Something In The Way: Doug Dykehouse's Art Expresses Need To Get Out

Doug Dykehouse next to a print of his painting "Adore to Access"
Rebecca Thiele, WMUK

 Doug Dykehouse will be one of about 12 artists at Friday's Kalamazoo Art Hop satellite in the Oakwood neighborhood. His paintings will be on display at Water Street Coffee Joint on Oakland until the end of January.

Dykehouse's painting of Old Dog Tavern, formerly Kraftbrau
Credit Doug Dykehouse
Dykehouse's painting of Old Dog Tavern, formerly Kraftbrau

For Kalamazoo painter Doug Dykehouse there always seems to be something in the way. In his earlier works, many of his paintings have windows, doors, or objects blocking picturesque views.

Take his surrealist painting “Obsession” also known as “Adore to Access.” In it you see a refrigerator with no back filled with food, jewelry, and gadgets.

“It’s a metaphor for all of our possessions and all the things we value and take comfort in,” says Dykehouse. “And just beyond that door, we can access, if we choose, nature. Something really quite wonderful that’s not all busy and plastic.”

One of the main “things in the way” in Dykehouse’s art would probably be technology. While he uses digital elements to make some of his art, it’s clear Dykehouse has a complicated relationship with tech. He says it often distracts him from his work.

In his painting “Nancy Gets Mad” cartoon characters like Iron Man and Mickey Mouse as well as a classic draped nude have mixed reactions to a floppy disk that inserts itself into the landscape.

Dykehouse says he taught commercial art at Van Buren Intermediate School District for several years and also has trouble leaving that out of his art. 

"Eucharist 300" by Doug Dykehouse
"Eucharist 300" by Doug Dykehouse

 “That was the bar that got set ‘Can you make it real.’ So I learned commercial art skills to get over those hurdles because it’s communication. If it doesn’t look real or close, we’ll lose our audience, the customer as it were," Dykehouse explains.

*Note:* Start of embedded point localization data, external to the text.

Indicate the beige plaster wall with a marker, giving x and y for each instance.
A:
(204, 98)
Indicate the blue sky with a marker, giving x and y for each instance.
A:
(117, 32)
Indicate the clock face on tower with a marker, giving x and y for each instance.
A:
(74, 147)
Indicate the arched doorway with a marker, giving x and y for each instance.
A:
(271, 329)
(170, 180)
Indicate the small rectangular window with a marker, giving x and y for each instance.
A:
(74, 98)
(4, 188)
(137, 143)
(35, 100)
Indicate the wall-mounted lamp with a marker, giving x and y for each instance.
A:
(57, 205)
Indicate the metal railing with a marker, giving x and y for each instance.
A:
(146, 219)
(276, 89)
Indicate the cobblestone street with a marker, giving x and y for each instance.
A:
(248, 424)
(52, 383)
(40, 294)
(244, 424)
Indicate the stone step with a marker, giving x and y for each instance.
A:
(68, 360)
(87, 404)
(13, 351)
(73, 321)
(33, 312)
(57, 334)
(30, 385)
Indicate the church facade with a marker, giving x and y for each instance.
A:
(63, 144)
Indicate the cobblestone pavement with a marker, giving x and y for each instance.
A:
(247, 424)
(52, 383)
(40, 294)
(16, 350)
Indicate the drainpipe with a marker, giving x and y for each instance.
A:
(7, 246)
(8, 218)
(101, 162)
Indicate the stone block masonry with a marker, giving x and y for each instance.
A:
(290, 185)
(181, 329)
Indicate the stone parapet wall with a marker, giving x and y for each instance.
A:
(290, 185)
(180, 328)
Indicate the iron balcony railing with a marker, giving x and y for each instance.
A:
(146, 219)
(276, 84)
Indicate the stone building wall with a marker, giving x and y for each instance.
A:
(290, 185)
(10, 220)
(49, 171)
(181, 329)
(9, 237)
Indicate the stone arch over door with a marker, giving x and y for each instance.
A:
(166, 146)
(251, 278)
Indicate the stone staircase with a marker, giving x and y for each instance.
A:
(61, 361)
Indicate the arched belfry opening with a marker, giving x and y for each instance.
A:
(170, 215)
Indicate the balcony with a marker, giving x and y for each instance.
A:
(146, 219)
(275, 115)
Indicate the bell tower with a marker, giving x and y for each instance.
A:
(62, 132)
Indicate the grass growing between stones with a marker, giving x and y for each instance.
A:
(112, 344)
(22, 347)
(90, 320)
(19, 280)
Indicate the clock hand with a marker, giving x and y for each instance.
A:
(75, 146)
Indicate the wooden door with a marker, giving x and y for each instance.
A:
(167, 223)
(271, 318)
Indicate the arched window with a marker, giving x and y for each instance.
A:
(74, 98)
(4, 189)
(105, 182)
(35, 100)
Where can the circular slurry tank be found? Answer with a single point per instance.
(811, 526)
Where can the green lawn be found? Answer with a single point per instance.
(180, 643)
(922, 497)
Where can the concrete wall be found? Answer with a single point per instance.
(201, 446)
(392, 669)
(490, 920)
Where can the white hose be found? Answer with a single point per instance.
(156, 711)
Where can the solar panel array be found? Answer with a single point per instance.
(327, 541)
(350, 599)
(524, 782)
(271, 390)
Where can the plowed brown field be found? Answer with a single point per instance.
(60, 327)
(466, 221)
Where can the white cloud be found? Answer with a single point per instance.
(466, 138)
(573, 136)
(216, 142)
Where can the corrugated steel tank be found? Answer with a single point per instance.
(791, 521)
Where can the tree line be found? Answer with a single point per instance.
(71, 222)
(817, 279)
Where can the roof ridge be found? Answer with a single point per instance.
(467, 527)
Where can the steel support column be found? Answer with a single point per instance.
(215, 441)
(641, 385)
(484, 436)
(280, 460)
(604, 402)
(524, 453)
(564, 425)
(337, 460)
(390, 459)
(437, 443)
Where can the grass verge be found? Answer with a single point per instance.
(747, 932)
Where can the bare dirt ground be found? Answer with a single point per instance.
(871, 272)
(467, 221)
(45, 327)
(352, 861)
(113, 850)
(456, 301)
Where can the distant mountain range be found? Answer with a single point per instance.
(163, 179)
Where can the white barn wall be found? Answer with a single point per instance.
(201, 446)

"They wouldn’t be able to recognize—oh that’s a cup or oh that’s an apple. So I’ve been spending time on that it’s kind of crept into my fine art expression.”

Dykehouse says in on painting he started out trying to make an abstract, but then added arms outside the work and ropes around it.

“And it’s kind of like embracing the abstract,” Dykehouse says.

When I visited Dykehouse at his home studio, he said he was just about to go for a walk. Something that, until recently, he says he didn’t feel able to do after his wife died a year and a half ago. Dykehouse says he felt like there was always something keeping him from getting out—whether that was outside or out with friends and family.

“But I want to play. I don’t want to be just on the sidelines,” says Dykehouse. “But that’s a little bit of a risk and it can hurt because it’s not as safe as watching TV or painting all day long. But that’s been a transition period for me, so that’s where I’m at in my painting as well.”

Dykehouse says it’s a work in progress, but he’s slowly removing those things in the way from his life and his art—like in this sketch he did six months ago:

“It looks like a dump, I mean full of junk, but it’s got a path leading through the middle of it. So there’s a guitar and tires, microwaves, toys—objects really from my memory and around my house. And they’re just in a pile and there’s a path leading through that to a horizon with a sun rising.”